The key to the successful execution of the next financial year’s budget will probably be found on the fiscal side. According to the preliminary figures unveiled by the government last week, the primary budget surplus is set to reach 2.21 percent of GDP in 2017, beating the 1.75 percent target by 823 million euros. The primary surplus is expected to reach 3.57 percent of GDP in 2018 (equivalent to a staggering 6.7 billion euros), just above the program target of 3.5 percent.

Despite the assurances that the 2017 and 2018 targets will be beaten, the draft budget’s revenue figures highlight how tough a task this will be and the sizable degree of uncertainty as to whether the government will be able to deliver.

There has been much debate in Greece over the last months about whether repeated tax increases have squeezed the economy dry. The calculations in the draft budget suggest that there are clear signs of fatigue among taxpayers.

For instance, the Finance Ministry had to revise downward by more than 500 million euros the state revenue target for 2017 compared to the figure included in the MTFS, which was only submitted in mid-May 2017. The target is now reset at 52.22 billion euros, which is lower than the 2016 figure of 52.34 billion, despite the fact that the economy has started growing this year.

The total revenue figure for 2018 has also been lowered from 52.94 billion euros to 52.49 billion euros in the draft budget. The ministry admits that the main cause of this shortfall is the poorer-than-expected performance of direct taxation, particularly that involving individuals, which is seen totalling 20.37 billion in 2017 from an MTFS estimate of 21.52 billion euros.

Direct taxes estimates for 2018 have also been revised downward from the May MTFS figure of 21.45 billion euros to 20.78 billion. This is a warning sign regarding the ability of Greeks to continue shouldering their heavy tax burden as no tax cuts are in sight. In fact, 12 new fiscal interventions are due to be implemented next year, adding to the pressure on companies and individual taxpayers.

The draft budget also outlines the Greek government’s strategy for debt management next year and in the period after the end of the bailout program, which is due in August 2018. The government believes it can make a so-called “clean” exit from the bailout, which means that it will not need its eurozone creditors to provide it with a credit line and Athens, in return, will not have to comply with any further conditionality.

There are still many who doubt that a clean exit is possible, but the Finance Ministry sets out how it hopes to achieve it: It will base its efforts on bond market access, the build-up of cash reserves in state coffers and the medium-term debt relief measures that were reaffirmed by the eurozone over the summer.

The draft budget indicates that the government will tap the markets again to build its cash reserves, as the volume of bonds included in the public debt for 2018 is seen at the higher level of 5.1 billion euros.

The Greek government intends to swap some of the bonds that were exchanged as part of the Private Sector Initiative (PSI) debt restructuring in 2012. These consist of a series of bonds whose repayment is due to begin in 2023.

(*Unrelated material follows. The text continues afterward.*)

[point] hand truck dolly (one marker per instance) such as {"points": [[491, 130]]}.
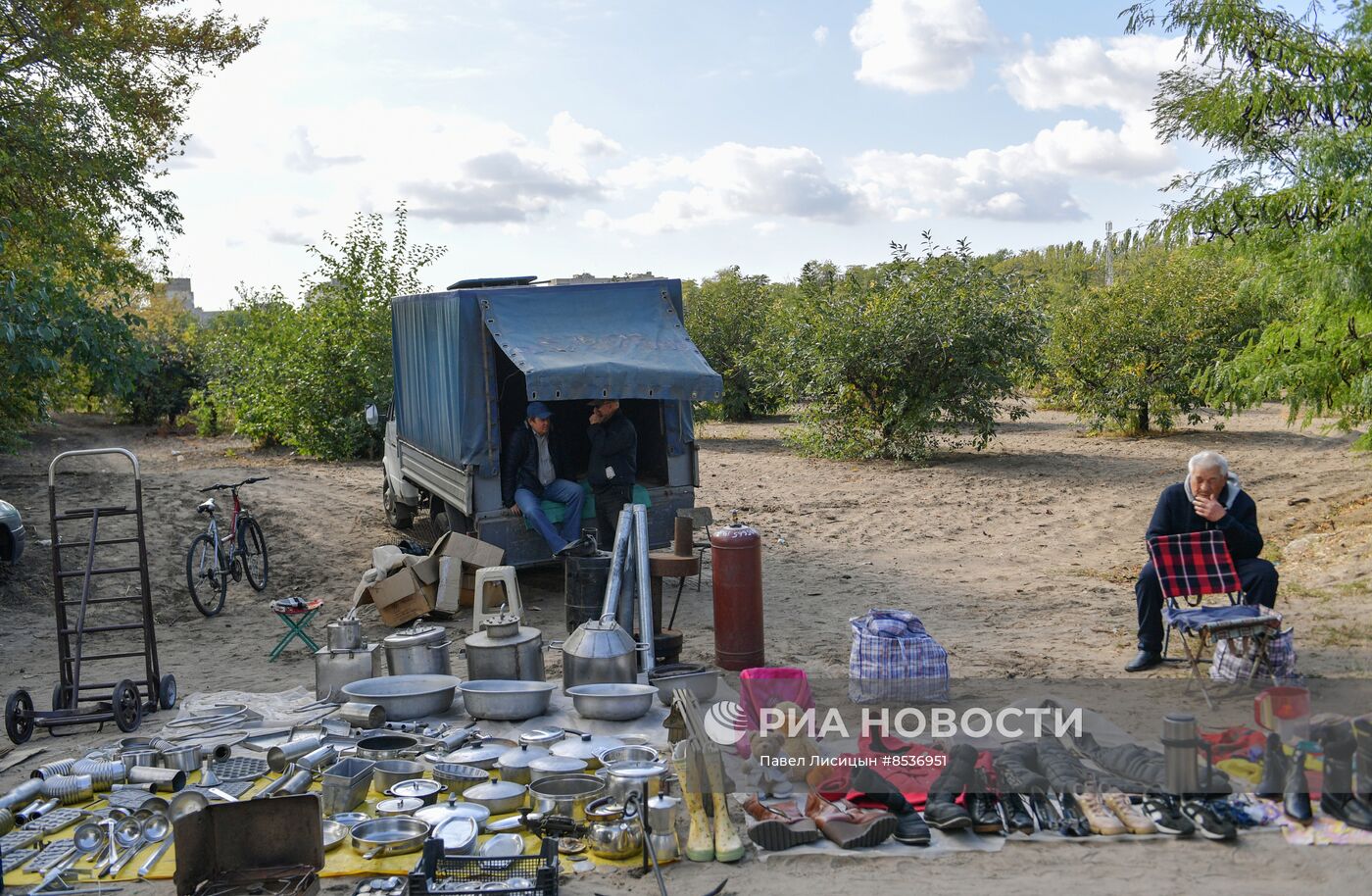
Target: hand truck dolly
{"points": [[75, 701]]}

The combination of the medium-term debt relief measures is another pillar to the debt management strategy. The government anticipates savings in debt servicing from the drop in step-up charges from the 2012 debt buy-back as well as the capping of total debt servicing at 15 percent of gross domestic product in the medium-term and 20 percent in the long-term.

The final element to the post-program strategy is the June 15 Eurogroup decision, which the Greek government considers an implicit guarantee that the eurozone member-states will facilitate Greece’s return to the market by disbursing tranches for the build-up of reserves to create a safety net.

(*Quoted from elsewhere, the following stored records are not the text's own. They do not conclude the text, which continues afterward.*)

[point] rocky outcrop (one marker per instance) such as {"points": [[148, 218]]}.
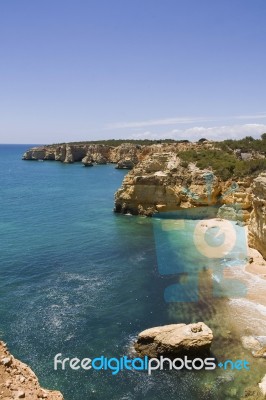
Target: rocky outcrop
{"points": [[161, 182], [18, 381], [175, 340], [255, 344], [126, 155], [262, 386], [257, 226]]}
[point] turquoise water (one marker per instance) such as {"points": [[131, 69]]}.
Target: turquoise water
{"points": [[77, 279]]}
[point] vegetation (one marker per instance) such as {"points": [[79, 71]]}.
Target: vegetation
{"points": [[224, 163], [118, 142]]}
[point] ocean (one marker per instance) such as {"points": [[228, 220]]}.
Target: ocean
{"points": [[77, 279]]}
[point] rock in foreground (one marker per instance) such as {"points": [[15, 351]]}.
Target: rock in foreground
{"points": [[175, 340], [18, 381]]}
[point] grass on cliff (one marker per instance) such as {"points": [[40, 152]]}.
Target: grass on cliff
{"points": [[223, 163], [118, 142]]}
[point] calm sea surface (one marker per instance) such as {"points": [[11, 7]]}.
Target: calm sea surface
{"points": [[77, 279]]}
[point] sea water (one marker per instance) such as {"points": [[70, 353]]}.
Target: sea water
{"points": [[77, 279]]}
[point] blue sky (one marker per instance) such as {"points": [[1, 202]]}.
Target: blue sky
{"points": [[82, 69]]}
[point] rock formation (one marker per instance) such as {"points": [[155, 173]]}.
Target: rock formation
{"points": [[257, 227], [126, 155], [161, 183], [18, 381], [175, 340]]}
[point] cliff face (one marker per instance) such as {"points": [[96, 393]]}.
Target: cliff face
{"points": [[18, 381], [257, 227], [127, 155], [161, 182]]}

However, it should be noted that the statement issued by eurozone finance ministers in the summer is probably vaguer than Athens would like.

“In view of the ending of the current program in August 2018, the Eurogroup commits to provide support for Greece’s return to the market: the Eurogroup agrees that future disbursements should cater not only for the need to clear arrears but also to further build up cash buffers to support investors’ confidence and facilitate market access,” it concludes, without identifying a particular figure.

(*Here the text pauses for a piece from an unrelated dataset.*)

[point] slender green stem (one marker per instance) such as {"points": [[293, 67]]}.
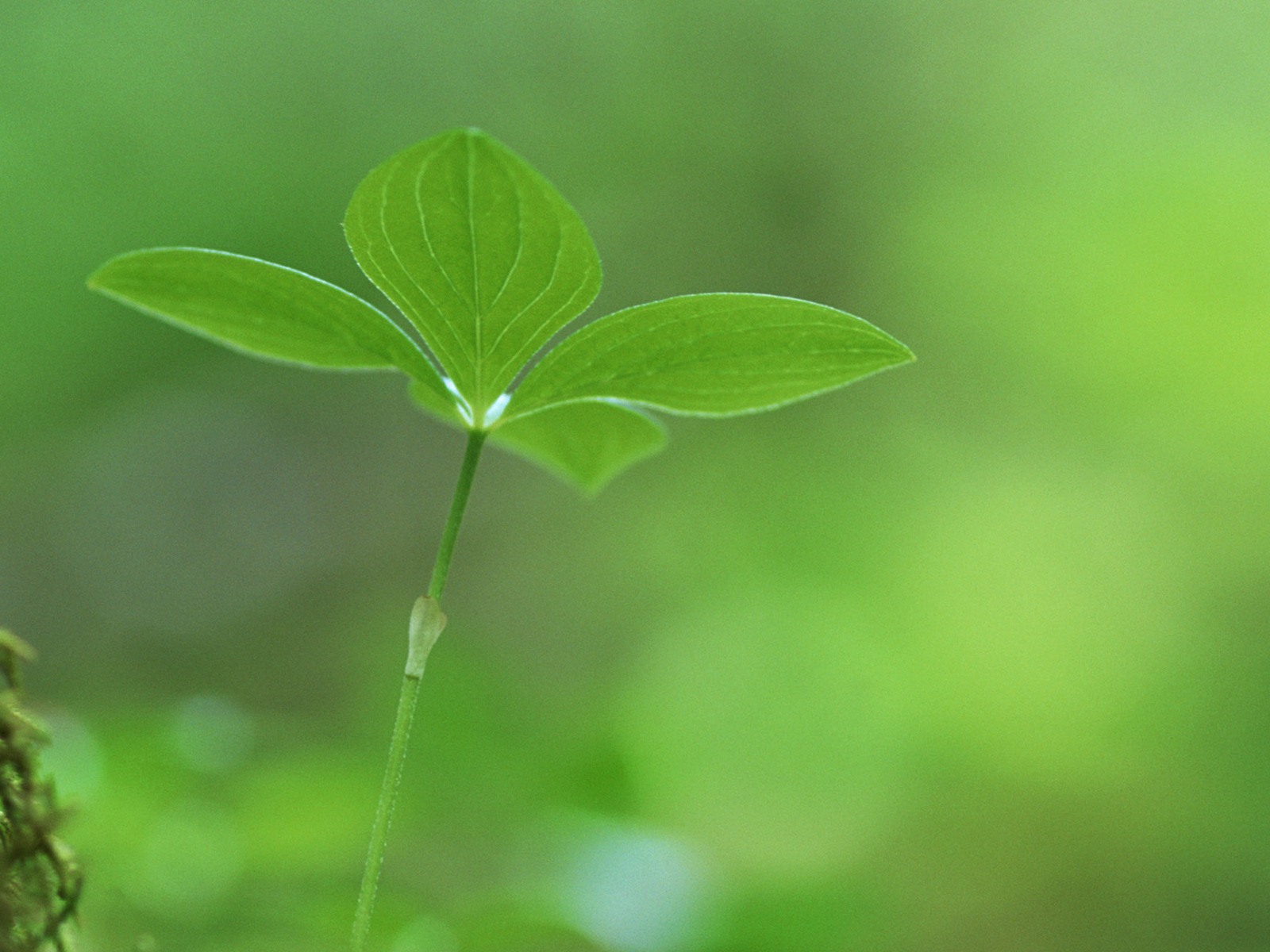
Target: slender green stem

Furthermore, disbursements of funds by Greece’s creditors since the first bailout program was agreed in May 2010 have always been accompanied by strict conditionality and related to specific debt obligations on the Greek government’s part. The concept of the European Stability Mechanism (ESM) releasing money that will only be set aside by Athens and will not be tied to specific prior actions is one that has yet to be put to the test. It is quite likely that the process will prove more complicated – just as executing budgets is never as straightforward as it seems.